Reading Journal

What I'm reading

Monday, July 28, 2008

The House of Mirth, by Edith Wharton

Wow, what an incredible book! Highly recommended. Lily is a complex person; initially you think of her as a money-grubbing social climber but by the end you really come to admire her.

Lily Bart's mother:
Mrs. Bart was famous for the unlimited effect she produced on limited means; and to the lady and her acquaintances there was something heroic in living as though one were much richer than one's bankbook denoted.

Lily wasn't merely after money. She had a sensitive nature that was attuned to beauty... in some ways similar to Dorian Gray.
She was fond of pictures and flowers, and of sentimental fiction, and she could not help thinking that the possession of such tastes ennobled her desire for worldly advantages.

Selden is somewhat of a Stoic:
"Freedom? Freedom from worries?"

"From everything -- from money, from poverty, from ease and anxiety, from all the material accidents. To keep a kind of republic of the spirit -- that's what I call success."

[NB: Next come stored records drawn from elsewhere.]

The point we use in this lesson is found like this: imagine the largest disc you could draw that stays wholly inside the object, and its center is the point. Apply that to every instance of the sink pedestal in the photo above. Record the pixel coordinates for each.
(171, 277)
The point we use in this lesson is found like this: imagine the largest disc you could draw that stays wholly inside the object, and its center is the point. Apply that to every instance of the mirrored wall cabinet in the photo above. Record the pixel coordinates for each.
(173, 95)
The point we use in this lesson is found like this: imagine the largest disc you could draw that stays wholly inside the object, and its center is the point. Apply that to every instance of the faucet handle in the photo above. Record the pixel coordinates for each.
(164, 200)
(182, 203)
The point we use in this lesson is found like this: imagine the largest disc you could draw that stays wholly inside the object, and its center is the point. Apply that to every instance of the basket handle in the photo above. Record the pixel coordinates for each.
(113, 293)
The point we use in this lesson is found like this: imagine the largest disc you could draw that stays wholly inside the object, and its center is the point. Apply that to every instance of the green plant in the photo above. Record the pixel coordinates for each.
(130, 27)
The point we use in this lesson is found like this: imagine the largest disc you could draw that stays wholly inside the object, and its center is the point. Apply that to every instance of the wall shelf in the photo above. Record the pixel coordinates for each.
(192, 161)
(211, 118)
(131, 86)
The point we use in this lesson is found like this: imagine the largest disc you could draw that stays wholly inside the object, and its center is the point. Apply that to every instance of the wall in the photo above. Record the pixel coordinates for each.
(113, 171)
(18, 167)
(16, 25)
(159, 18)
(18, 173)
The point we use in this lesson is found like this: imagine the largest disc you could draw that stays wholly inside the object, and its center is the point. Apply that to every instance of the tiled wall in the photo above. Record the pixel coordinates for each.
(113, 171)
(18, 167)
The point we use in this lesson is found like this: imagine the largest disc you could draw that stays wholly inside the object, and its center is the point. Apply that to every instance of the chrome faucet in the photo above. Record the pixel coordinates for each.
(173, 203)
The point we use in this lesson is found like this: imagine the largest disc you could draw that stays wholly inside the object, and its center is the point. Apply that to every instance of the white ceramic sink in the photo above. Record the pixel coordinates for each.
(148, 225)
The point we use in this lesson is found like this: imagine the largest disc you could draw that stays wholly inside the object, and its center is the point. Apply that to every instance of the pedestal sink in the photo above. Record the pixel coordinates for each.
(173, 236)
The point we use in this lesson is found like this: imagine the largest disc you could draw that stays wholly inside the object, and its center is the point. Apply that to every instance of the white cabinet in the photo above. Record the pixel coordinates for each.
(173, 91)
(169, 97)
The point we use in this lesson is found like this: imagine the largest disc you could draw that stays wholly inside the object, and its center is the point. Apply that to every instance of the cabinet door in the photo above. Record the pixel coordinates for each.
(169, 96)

Funny comment on the rustic wedding of an extremely wealthy couple:
It was the "simple country wedding" to which guests are conveyed in special trains, and from which the hordes of the uninvited have to be fended off by the intervention of the police. While these sylvan rites were taking place, in a church packed with fashion and festooned with orchids, the representatives of the press were threading their way, note-book in hand, through the labyrinth of wedding presents.

Lily's aunt was a fastidious person:
She "went through" the linen and blankets in the precise spirit of the penitent exploring the inner folds of conscience; she sought for moths as the stricken soul seeks for lurking infirmities.

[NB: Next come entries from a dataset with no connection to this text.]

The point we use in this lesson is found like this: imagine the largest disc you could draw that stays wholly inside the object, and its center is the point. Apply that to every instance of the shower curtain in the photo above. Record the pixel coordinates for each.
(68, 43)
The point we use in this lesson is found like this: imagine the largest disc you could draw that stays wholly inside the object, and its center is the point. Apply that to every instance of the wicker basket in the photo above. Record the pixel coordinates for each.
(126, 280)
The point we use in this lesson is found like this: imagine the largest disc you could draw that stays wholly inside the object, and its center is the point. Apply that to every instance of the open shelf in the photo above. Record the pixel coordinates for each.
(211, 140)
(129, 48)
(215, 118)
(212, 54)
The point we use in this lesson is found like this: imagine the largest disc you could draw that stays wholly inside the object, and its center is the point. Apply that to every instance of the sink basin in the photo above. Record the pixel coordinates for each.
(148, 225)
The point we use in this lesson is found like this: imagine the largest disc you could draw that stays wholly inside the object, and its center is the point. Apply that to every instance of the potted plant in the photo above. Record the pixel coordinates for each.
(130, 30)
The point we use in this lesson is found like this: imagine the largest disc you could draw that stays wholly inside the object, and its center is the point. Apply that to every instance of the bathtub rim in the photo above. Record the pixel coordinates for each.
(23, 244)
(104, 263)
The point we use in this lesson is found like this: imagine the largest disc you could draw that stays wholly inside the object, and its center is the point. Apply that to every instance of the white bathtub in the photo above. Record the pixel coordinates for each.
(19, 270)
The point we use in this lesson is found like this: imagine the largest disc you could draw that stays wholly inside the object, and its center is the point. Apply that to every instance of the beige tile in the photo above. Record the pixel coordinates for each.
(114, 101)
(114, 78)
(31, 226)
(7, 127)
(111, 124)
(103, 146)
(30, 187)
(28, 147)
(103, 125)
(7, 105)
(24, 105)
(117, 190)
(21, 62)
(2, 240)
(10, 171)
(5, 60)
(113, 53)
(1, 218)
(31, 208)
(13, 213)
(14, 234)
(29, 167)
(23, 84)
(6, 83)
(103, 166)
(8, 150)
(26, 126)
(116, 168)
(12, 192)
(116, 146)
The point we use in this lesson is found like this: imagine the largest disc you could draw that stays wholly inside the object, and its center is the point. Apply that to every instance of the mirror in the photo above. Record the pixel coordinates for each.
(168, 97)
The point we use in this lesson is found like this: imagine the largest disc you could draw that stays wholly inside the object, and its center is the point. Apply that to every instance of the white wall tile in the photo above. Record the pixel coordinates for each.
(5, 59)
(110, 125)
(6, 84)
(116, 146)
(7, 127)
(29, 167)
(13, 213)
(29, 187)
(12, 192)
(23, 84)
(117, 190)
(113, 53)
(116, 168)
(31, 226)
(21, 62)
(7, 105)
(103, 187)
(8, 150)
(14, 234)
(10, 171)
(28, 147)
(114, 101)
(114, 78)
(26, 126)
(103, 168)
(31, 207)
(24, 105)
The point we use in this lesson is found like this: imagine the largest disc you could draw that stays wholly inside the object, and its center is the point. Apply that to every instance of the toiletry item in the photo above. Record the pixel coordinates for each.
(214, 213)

Lily's sensitive nature gave her a sense of pride:
The cruise itself charmed her as a romantic adventure. The cruise itself charmed her as a romantic adventure. She was vaguely touched by the names and scenes amid which she moved, and had listened to Ned Silverton reading Theocritus by moonlight, as the yacht rounded the Sicilian promontories, with a thrill of the nerves that confirmed her belief in her intellectual superiority.

Lily comes to a final understanding of the values she'd been raised upon.
That was the feeling which possessed her now -- the feeling of being something rootless and ephemeral, mere spindrift of the whirling surface of existence, without anything to which the poor little tentacles of self could cling before the awful flood submerged them. And as she looked back she saw that there had never been a time when she had had any real relation to life. Her parents too had been rootless, blown hither and thither on every wind of fashion, without any personal existence to shelter them from its shifting gusts. She herself had grown up without any one spot of earth being dearer to her than another."